Sunday, April 5, 2009


For the last fifteen hundred years, every evening, every day of the year, in all Benedictine and other monasteries around the world, prayers rise like evening incense in thanksgiving for the day that is coming to its natural end. Where morning Lauds sings praise for new birth and creation, Vespers is poignant farewell to daylight, and to life itself. Yet it is also a time of hushed and hopeful anticipation.

Each Sunday evening, the Camaldolese sing of this "homeland of our hope," as St. Aelred of Rievaulx puts it, that lies beyond the edges of the horizon and the last flare of the sinking sun: "O Radiant Light, O holy Glory of God the immortal blessed Father in heaven. O Christ Jesus! Now as the sunset comes upon us and we see the evening lights, we praise God, Father, Son and Holy Spirit! It is right at all times to sing your praise with all the universe, O Son of God: you are the Life of the world!"
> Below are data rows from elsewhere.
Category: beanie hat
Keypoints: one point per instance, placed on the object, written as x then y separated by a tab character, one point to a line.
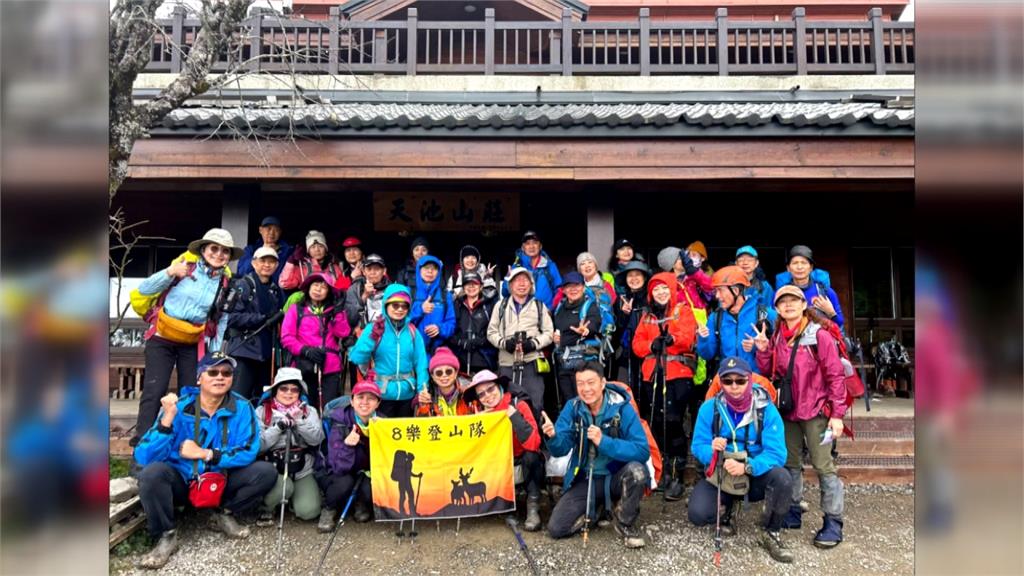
584	256
667	258
443	357
697	247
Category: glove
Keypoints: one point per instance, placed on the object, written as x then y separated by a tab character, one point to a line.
314	355
688	264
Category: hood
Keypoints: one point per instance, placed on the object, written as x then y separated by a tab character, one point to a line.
424	290
669	279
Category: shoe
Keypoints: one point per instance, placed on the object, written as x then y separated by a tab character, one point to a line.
772	541
794	518
265	519
327	521
532	523
830	534
631	535
224	522
158	557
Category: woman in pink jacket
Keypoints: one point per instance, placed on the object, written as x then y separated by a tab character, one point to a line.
311	332
815	378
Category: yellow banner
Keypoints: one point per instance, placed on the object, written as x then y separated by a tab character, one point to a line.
446	466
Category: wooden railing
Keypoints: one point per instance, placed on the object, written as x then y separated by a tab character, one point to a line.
642	47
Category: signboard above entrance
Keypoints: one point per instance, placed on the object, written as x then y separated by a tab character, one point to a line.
433	211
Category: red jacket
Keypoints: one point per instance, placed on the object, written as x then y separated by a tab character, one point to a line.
682	327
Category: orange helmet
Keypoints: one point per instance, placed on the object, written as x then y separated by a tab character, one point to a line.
729	276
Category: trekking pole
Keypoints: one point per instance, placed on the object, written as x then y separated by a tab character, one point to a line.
522	544
284	496
341	521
I often find myself close to weeping during Vespers: it is a daily reminder that everyone and everything I love is fragile, mutable, and passing. But at the same time--and this, perhaps, is what really accounts for those trembling tears--it is a powerful symbol of the promise of Christ that though we die, yet shall we live.

1 comment:

Chris and Debi Lorenc said...

I love vespers, too, Paula. It's the hour I most often celebrate on my own. Do you know Brother David Steindl-Rast's "Music of Silence: A Sacred Journey Through the Hours of the Day"? It accompanies a Gregorian chant CD. What I love about Brother David's little text is how he relates each liturgical hour to our own necessary "natural" rhythms in the day.